В начале 1703 года Толстой объяснил Головину дело. Старый глупый визирь был заменем новым, Далтабаном, человеком ярым, но нерассудительным, которому хотелось непременно начать войну с Россиею, но, видя, что султан никак не хочет на это согласиться, он подучил татар приехать в Константинополь с просьбой о начатии войны с русскими. Султан отвергнул просьбу, мало того, сменил хана; тогда визирь написал тайно в Крым, чтоб татары взбунтовались против султана, что он, визирь, пойдет их усмирять, но вместо усмирения соединится с ними и пойдут на Азов или на Киев. Татары возмутились, визирь начал делать большие военные приготовления, как будто для их усмирения. Тогда Толстой, подарив ближних людей, довел до сведения султановой матери об интригах визиря, объявил и муфтию, что эта интрига может грозить султану большою опасностию. Султанша пересказала все это сыну, и 13 января визирь был схвачен, задавлен и на место его назначен Магмет-паша, бывший рейс-эфенди. Новый визирь, «человек зело разумный», принял Толстого с великою любовию и уверил его, что со стороны Порты мирного нарушения не будет. «Мне ли, — говорил он, — нарушить мир, который состоялся моими трудами?» «Истиною или лукавством то говорил — бог весть, — писал Толстой, — уверенности никакой быть не может до тех пор, пока татарское дело прекратится и рати по домам разойдутся». В апреле Толстой Писал: «Новый визирь начинает чинить мне приветствование паче прежнего, но приветствования его, является мне, не столько для любви, сколько для опасения. На двор ко мне ни одному человеку пройти нельзя, потому что отовсюду открыт и стоят янычары, будто для чести, а в самом деле для того, чтоб христиане ко мне не ходили, а у французского, английского и других послов янычары не стоят. Христиане и мимо ворот моих пройти не смеют, иерусалимский патриарх с приезду моего до сих пор со мною не видался. Опасаясь царского флота, турки умыслили покорить Грузию, рассуждают так: если московский флот выйдет на Черное море, то из Грузии по рекам, впадающим в это море, будет ему всякая помощь людьми и запасами, потому что грузины с русскими единоверны».

Татары были усмирены, и вслед за этим Порта предъявила русскому посланнику свои требования: 1) чтоб новая крепость, построенная у Запорожья, Каменный Затон, была срыта; 2) чтоб в Азове и Таганроге не было кораблей; 3) чтоб назначены были комиссары для определения границ.

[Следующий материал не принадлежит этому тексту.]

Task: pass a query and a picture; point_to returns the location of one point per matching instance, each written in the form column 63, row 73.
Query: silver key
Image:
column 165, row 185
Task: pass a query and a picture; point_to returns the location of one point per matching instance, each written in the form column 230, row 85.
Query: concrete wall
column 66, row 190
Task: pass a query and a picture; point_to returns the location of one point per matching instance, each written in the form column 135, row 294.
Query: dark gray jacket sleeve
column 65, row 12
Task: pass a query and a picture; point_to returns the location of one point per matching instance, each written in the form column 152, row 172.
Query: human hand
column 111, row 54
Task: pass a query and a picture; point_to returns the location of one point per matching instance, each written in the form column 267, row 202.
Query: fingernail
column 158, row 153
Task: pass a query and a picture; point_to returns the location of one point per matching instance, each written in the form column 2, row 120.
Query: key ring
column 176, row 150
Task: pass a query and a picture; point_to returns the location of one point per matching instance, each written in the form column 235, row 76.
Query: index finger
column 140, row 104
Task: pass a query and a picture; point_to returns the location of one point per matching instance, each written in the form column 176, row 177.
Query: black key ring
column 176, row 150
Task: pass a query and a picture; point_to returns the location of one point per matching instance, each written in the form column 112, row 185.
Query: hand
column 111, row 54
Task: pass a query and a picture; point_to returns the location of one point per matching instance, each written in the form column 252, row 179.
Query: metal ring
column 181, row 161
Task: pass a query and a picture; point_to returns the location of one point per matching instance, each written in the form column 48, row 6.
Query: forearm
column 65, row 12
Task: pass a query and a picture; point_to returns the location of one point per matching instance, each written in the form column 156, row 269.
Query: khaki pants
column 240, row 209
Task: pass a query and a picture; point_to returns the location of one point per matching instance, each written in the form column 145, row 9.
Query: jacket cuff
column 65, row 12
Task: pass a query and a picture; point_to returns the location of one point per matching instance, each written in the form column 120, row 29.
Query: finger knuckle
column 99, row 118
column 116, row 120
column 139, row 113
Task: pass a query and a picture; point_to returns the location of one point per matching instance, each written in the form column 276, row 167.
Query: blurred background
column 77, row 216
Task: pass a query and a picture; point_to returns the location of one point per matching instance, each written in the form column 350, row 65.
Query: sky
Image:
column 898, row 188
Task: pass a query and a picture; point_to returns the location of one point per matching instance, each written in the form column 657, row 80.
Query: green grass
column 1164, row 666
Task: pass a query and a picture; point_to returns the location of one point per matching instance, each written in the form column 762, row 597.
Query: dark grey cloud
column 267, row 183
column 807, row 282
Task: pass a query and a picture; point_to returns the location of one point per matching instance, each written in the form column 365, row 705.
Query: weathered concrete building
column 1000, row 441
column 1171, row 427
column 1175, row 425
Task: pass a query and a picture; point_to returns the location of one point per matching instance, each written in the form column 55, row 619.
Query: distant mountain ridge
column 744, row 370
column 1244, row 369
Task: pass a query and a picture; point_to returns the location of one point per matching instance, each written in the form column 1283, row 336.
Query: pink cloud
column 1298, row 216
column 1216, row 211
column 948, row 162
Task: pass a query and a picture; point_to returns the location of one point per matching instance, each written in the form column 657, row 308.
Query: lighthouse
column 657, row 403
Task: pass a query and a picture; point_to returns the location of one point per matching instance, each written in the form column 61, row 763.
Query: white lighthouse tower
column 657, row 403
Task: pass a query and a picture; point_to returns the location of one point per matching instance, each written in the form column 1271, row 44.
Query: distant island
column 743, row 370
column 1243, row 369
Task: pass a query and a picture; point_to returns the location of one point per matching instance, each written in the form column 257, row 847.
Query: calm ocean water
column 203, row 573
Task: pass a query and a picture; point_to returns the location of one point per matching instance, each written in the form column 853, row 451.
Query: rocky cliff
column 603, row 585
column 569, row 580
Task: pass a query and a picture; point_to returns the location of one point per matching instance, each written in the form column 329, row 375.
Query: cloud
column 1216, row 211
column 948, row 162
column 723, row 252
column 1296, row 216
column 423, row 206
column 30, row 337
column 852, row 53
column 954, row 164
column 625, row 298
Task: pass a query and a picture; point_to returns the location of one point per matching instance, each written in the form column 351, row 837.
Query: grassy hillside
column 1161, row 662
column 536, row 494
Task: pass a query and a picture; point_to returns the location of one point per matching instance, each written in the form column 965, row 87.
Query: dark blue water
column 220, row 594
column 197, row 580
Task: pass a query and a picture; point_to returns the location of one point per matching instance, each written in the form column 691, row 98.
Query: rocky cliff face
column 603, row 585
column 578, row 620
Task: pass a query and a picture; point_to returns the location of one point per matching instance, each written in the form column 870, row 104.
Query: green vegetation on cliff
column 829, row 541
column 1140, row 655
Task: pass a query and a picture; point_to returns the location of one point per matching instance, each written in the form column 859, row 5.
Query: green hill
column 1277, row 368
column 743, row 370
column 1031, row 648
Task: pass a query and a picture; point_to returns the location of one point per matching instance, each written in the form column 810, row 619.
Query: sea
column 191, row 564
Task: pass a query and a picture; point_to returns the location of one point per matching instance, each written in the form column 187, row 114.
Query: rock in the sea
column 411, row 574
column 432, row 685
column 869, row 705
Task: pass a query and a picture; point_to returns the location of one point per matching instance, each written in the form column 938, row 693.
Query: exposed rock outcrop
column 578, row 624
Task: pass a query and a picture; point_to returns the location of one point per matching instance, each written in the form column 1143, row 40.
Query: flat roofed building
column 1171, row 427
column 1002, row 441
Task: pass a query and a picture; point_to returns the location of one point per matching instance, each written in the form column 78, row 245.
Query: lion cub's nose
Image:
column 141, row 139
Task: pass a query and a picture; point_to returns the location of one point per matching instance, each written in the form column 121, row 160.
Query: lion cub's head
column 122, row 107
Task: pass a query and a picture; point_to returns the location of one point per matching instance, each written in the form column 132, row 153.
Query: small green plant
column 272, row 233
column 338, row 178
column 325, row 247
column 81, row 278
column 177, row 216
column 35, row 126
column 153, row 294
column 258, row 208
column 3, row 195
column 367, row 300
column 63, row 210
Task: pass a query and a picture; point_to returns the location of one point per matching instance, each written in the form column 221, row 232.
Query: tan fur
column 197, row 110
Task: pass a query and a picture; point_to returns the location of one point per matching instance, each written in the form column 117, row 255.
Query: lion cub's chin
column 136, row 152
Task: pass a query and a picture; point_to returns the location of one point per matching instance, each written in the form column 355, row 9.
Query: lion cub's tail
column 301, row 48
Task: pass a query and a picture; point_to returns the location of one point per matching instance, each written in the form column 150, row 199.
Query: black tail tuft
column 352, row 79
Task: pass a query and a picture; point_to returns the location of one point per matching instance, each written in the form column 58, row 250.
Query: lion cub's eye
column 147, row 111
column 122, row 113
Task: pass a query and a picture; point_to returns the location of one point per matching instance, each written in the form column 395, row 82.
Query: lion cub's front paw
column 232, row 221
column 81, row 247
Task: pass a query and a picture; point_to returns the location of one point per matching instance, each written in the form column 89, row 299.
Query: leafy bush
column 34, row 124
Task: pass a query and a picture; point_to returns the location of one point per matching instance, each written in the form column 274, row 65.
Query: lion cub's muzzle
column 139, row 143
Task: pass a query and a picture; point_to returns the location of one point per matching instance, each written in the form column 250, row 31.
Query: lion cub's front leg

Толстой отвечал на первое, что Каменный Затон построен на месте, от которого Россия не отказывалась по последнему договору; притом же принудили к построению этого города крымские татары, которые подучили запорожцев быть непокорными царскому величеству, и государь, для удержания своевольников, чтоб они не производили ссор между ним и султаном, как недавно произвели грабежом греческих купцов, велел построить крепость на берегу Днепра, вдали от границ турецких: такое царское премудрое дело заслуживает с турецкой стороны не подозрения, но похвал великих, ибо царское величество в строении этой крепости не щадит издержек — для сохранения мирных договоров, которому грозит запорожское своеволие. Чтоб не быть кораблям в Азове и Таганроге, об этом нет ни слова в мирных договорах. Сколько прежде было кораблей, столько же и теперь, 10 кораблей и 4 галеры, потому что увеличивать число их нет надобности. Отвести эти корабли вверх по Дону нельзя; истребить вещь, которая стоила стольких денег, — стыд; остаться без кораблей в Азове и Таганроге нельзя по разным причинам, особенно же видя в государстве вашем частые перемены начальствующих лиц: так, недавно война готова была возгореться от прежнего визиря; мирные договоры соблюдаются волею великих государей, а не сохранением или истреблением кораблей. Что же касается посылки комиссаров для определения границ, то великий государь этого определения не отрицает.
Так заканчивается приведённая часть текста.